Выбрать главу

Chcąc wypaść jak najlepiej, Trudy spędziła dwie godziny przed lustrem i gdy zjawiła się w salonie, wyglądała wprost cudownie – Nancy oznajmiła, że zdecydowanie za dobrze, powinna bowiem sprawiać wrażenie załamanej, zranionej, smutnej, przytłoczonej decyzją sądu oraz wściekłej na męża za to, co zrobił jej oraz córce. Trudy zalała się łzami i reporterka musiała ją uspokajać przez pół godziny. W końcu przebrała się w dżinsy i bawełnianą bluzkę, dostosowując się do wymagań.

Ashley Nicole także miała do odegrania ważną rolę. Posadzono ją obok matki na kanapie.

– Musisz wyglądać na zasmuconą – poleciła jej Nancy, kiedy technicy kończyli ustawiać oświetlenie. – Przydałoby się też trochę łez – zwróciła się do Trudy – szczerych i autentycznych.
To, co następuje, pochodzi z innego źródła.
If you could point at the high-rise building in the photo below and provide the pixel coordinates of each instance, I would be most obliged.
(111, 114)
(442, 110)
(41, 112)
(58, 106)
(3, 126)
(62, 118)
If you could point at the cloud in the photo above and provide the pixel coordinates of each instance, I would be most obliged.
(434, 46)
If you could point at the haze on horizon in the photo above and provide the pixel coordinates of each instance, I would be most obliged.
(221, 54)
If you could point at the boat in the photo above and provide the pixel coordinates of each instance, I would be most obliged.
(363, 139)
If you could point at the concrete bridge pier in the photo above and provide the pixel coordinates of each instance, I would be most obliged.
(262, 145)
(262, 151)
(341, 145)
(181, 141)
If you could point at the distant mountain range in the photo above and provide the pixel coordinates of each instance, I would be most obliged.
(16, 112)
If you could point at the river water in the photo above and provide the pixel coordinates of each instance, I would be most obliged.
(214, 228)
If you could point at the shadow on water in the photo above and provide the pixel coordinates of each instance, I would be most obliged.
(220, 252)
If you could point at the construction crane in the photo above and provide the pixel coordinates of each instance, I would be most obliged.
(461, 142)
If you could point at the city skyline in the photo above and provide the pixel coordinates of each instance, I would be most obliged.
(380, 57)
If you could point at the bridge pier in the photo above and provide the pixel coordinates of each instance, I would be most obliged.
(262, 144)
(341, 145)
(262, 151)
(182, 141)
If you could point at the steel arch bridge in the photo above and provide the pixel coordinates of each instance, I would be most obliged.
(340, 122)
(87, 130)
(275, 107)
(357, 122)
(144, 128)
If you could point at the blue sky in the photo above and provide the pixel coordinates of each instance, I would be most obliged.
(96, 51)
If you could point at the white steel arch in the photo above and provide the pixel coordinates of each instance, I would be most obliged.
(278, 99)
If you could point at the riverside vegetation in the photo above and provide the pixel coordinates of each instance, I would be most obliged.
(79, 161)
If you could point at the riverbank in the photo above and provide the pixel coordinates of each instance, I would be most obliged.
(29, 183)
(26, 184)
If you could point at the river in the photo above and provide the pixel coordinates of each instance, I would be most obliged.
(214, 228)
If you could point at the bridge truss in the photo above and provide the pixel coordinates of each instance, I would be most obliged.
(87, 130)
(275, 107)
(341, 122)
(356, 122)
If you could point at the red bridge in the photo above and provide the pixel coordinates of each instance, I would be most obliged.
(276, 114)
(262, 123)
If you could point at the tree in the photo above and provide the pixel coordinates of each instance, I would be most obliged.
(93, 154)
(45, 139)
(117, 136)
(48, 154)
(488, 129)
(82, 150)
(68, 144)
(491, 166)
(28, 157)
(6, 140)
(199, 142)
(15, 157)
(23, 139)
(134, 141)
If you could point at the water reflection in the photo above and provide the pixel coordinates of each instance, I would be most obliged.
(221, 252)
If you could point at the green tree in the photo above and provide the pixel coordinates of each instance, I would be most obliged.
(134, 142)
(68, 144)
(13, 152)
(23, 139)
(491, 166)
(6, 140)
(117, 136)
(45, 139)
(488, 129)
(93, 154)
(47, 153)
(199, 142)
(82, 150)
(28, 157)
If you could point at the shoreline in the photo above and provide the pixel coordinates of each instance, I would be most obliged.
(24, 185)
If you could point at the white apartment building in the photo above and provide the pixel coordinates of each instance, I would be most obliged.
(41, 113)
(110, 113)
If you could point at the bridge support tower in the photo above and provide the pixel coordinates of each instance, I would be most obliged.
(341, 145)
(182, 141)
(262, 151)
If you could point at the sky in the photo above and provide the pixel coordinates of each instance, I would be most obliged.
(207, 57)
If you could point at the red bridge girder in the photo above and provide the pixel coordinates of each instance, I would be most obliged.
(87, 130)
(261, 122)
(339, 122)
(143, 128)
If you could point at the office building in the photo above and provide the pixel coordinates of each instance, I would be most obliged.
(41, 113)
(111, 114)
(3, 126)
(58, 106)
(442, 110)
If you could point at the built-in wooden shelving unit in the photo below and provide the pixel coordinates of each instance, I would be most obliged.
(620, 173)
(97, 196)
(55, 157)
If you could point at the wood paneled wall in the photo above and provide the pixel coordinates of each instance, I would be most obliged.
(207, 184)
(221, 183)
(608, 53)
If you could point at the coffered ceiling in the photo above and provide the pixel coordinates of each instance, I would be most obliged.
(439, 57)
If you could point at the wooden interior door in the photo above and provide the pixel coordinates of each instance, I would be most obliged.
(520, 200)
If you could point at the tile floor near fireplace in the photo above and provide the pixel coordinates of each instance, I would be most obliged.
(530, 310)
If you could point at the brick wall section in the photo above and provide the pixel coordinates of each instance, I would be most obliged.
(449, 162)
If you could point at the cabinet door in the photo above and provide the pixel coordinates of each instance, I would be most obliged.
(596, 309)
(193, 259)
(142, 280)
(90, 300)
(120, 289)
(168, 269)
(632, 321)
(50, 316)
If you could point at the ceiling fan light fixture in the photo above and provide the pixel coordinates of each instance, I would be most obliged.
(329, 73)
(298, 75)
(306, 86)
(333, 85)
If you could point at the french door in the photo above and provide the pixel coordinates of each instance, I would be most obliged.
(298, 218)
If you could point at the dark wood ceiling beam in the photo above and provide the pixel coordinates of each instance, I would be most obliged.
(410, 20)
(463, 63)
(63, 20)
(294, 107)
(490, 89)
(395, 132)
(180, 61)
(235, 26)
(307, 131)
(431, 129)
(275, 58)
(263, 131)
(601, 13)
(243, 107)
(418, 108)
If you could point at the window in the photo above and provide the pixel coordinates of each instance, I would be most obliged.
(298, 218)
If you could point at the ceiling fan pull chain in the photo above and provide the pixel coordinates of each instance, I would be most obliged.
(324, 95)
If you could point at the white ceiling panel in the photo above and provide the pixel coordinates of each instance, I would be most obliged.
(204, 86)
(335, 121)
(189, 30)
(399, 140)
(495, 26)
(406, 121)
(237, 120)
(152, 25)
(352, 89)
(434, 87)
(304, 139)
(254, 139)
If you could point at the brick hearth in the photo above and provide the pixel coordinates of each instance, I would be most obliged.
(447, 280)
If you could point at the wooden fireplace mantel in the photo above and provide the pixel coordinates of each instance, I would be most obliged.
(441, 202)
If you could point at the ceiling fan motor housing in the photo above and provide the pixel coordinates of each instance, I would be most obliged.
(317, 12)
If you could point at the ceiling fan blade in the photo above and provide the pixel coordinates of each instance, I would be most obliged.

Rozmawiały przez godzinę na temat różnych okropnych rzeczy, których dopuścił się Patrick. Trudy naprawdę zaszlochała, przypomniawszy sobie pogrzeb. Pokazała do kamery zdjęcie zniszczonego buta znalezionego na miejscu wypadku i szczegółowo opisała swoje cierpienia w pierwszych miesiącach wdowieństwa. Nie, nie wyszła po raz drugi za mąż. Nie miała też żadnej wiadomości od Patricka po jego schwytaniu. Nie, nawet nie próbował się zobaczyć z córką.

Po raz kolejny łzy napłynęły jej do oczu.

Z trudem podjęła decyzję o rozwodzie, ale uznała, że nie ma innego wyjścia. I ze zgrozą myślała o wystosowanym przeciwko niej pozwie. Wszak towarzystwo ubezpieczeniowe potraktowało ją jak oszustkę, przestępcę.

Postępowanie jej męża było nie do przyjęcia. Czy spodziewała się cokolwiek zyskać w wypadku odnalezienia skradzionych pieniędzy? Ależ skąd! Niemal poczuła się obrażona tym pytaniem.

Z pierwotnego nagrania przygotowano dwudziestominutowy reportaż. Patrick obejrzał go w swojej izolatce. Nie zdołał powstrzymać szerokiego uśmiechu.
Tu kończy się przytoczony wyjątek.